The seizure of California in 1846 has been called, from another outlook, "one of the least creditable affairs in the highly discreditable Mexican War," and Frémont nothing more than a filibuster seeking private ends. California had been made ours, nevertheless, and Frémont had secured the prize.
In the meantime the Mexican War had begun, and Commodore Stockton, of the U. S. Navy, was hastening to California by sea under orders to subjugate the country. General Kearney was marching westward by land under like orders. Of course there was a dispute about precedence when both were upon the ground, each asserting his right to command the other, both issuing orders and insisting upon the right to precedence.
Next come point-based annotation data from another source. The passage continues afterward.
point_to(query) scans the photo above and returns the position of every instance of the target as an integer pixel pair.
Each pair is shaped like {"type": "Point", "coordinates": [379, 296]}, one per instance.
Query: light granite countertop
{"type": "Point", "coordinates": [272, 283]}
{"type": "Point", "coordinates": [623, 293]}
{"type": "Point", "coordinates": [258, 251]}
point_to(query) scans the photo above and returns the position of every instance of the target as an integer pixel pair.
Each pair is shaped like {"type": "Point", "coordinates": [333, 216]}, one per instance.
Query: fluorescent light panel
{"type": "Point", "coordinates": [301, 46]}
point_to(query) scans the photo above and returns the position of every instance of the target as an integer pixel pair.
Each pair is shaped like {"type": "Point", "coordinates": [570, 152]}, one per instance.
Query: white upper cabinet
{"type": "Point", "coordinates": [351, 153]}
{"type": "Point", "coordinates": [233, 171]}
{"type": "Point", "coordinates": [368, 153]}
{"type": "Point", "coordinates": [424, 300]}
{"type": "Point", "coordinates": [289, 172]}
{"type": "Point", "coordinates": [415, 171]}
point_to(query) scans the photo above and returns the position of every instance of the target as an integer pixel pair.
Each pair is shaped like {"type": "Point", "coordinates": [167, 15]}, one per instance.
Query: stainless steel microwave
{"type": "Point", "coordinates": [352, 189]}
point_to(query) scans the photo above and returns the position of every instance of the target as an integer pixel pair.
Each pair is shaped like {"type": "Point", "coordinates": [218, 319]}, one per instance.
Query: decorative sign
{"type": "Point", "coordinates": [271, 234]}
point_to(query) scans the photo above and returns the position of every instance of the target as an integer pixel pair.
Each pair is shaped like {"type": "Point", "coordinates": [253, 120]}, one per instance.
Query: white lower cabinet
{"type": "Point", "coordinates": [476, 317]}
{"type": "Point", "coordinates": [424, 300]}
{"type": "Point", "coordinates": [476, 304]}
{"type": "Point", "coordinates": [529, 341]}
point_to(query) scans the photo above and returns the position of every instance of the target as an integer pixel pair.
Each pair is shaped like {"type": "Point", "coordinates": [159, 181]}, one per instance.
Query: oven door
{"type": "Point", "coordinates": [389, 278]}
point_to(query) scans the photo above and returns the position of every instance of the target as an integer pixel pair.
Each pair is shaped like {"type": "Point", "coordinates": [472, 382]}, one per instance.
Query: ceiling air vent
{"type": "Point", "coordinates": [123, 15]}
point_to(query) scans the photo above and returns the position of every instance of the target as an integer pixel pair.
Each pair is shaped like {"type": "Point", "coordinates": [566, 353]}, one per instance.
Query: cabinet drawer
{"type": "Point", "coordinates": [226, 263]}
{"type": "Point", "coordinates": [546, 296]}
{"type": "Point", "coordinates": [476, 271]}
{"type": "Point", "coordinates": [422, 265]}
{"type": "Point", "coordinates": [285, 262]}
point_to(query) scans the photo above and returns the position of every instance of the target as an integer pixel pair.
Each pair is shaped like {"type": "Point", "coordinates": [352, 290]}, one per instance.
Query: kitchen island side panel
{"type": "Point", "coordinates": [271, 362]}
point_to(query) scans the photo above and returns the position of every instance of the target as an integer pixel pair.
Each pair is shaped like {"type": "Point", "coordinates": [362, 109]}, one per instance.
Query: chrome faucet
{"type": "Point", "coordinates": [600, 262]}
The difficulty of serving under two masters was experienced by Frémont. General Vallejo testified that he received in one day, letters from Commodore Stockton, General Kearney, and Colonel Frémont, each signing himself "Commander-in-Chief." Frémont believed he had sufficient reason for choosing to serve under Stockton, which he did. Upon Stockton's return to his squadron and Kearney's assignment to full command, Kearney brought charges against Frémont for mutiny and fraud, defeating his re-appointment as governor of the State besides. Frémont was ordered home, and it was said "that, like Columbus, he returned from the discovery and conquest of a new world, a prisoner and in disgrace." He went back to Washington under arrest. Great honors awaited him, nevertheless, his troubles only adding to his laurels. The citizens of Charleston gave him a sword, the ladies the gold-mounted belt of the same. He demanded immediate trial, which was granted, the court-martial lasting three months, his defence filling three sessions. He was pronounced guilty of mutiny, disobedience of the lawful command of a superior officer, and conduct to the prejudice of good order and military discipline—a conviction based, some said, upon technical grounds. President Polk remitted the penalty—dismissal from the army—but Frémont resigned at once, the President reluctantly accepting his resignation.